Just watched the National. I was pleased with the report until they got to the conclusion with the earnest young reporter. She reported that one vehicle rolled spilling fuel, that a helicopter knocked out power to Yellowknife for a week and that Arctic Ram was actually held in the sub-arctic. Nice to end the report with a downer ma'am, you are Toronto bound for sure!


----------



## Zoomie (25 Feb 2012)

FSTO said:
			
		

> and that Arctic Ram was actually held in the sub-arctic.

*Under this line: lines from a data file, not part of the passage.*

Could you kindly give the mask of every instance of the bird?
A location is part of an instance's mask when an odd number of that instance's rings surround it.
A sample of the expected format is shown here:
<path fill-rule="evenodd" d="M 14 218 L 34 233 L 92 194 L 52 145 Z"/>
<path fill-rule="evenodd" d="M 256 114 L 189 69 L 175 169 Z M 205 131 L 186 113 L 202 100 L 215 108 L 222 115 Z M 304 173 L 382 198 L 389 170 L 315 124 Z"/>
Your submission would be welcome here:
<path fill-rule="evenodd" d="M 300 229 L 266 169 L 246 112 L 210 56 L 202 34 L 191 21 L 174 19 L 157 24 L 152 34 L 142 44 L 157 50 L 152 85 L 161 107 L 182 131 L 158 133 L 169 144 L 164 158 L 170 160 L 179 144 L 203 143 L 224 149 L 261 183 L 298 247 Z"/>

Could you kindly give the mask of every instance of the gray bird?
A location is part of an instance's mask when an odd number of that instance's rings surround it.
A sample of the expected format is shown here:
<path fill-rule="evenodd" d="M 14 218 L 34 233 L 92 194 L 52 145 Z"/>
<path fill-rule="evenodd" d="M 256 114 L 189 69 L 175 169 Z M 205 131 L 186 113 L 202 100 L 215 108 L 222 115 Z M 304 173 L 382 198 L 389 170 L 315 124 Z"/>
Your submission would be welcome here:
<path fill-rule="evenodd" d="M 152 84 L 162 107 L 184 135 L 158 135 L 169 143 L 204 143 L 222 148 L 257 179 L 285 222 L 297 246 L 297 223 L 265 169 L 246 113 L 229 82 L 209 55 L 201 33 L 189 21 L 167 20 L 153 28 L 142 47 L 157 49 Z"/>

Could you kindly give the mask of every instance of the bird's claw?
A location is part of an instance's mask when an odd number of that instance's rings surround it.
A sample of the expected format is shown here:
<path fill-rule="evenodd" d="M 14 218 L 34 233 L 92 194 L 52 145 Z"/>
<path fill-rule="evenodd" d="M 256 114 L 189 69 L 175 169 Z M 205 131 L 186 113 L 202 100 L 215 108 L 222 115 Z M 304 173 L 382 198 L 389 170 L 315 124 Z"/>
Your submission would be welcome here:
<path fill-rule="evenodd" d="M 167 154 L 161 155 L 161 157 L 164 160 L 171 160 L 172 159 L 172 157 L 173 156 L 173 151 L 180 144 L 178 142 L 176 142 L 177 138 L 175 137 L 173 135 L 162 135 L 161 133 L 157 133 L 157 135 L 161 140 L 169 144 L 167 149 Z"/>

Which is a very valid statement.  This scale of operation would not be possible in the actual arctic - unless all the vehicles were shipped up via barge during the late summer months.  Once we re-establish an arctic warfare school at Res Bay - we might be in a better position to hold true arctic exercises.


----------



## Strike (25 Feb 2012)

What's also important with this exercise is that it's testing the efficacy with which the Bde can deploy as a whole domestically and employ its forces. Think how much easier it will be to react to flooding in the prairies now that the HQ and Sigs has managed to devise a system that allows them to set up the HQ in only a matter of hours.


----------



## FSTO (25 Feb 2012)

Zoomie said:
			
		

> Which is a very valid statement.  This scale of operation would not be possible in the actual arctic - unless all the vehicles were shipped up via barge during the late summer months.  Once we re-establish an arctic warfare school at Res Bay - we might be in a better position to hold true arctic exercises.



Oh I realize that. But the way she said it (to me, but then I mistrust everything the media reports on us) made it seem that the Canadian forces had no idea that they were in the sub-arctic. She did say that next years exercise would be outside of Tuktoyuktuk (sp),then in a snooty voice (once again sounded like that to me) "which is actually in the Arctic."


----------



## Strike (26 Feb 2012)

Sometimes people are so literal!  Do they really think we would have called the exercise Sub-Arctic Ram?


----------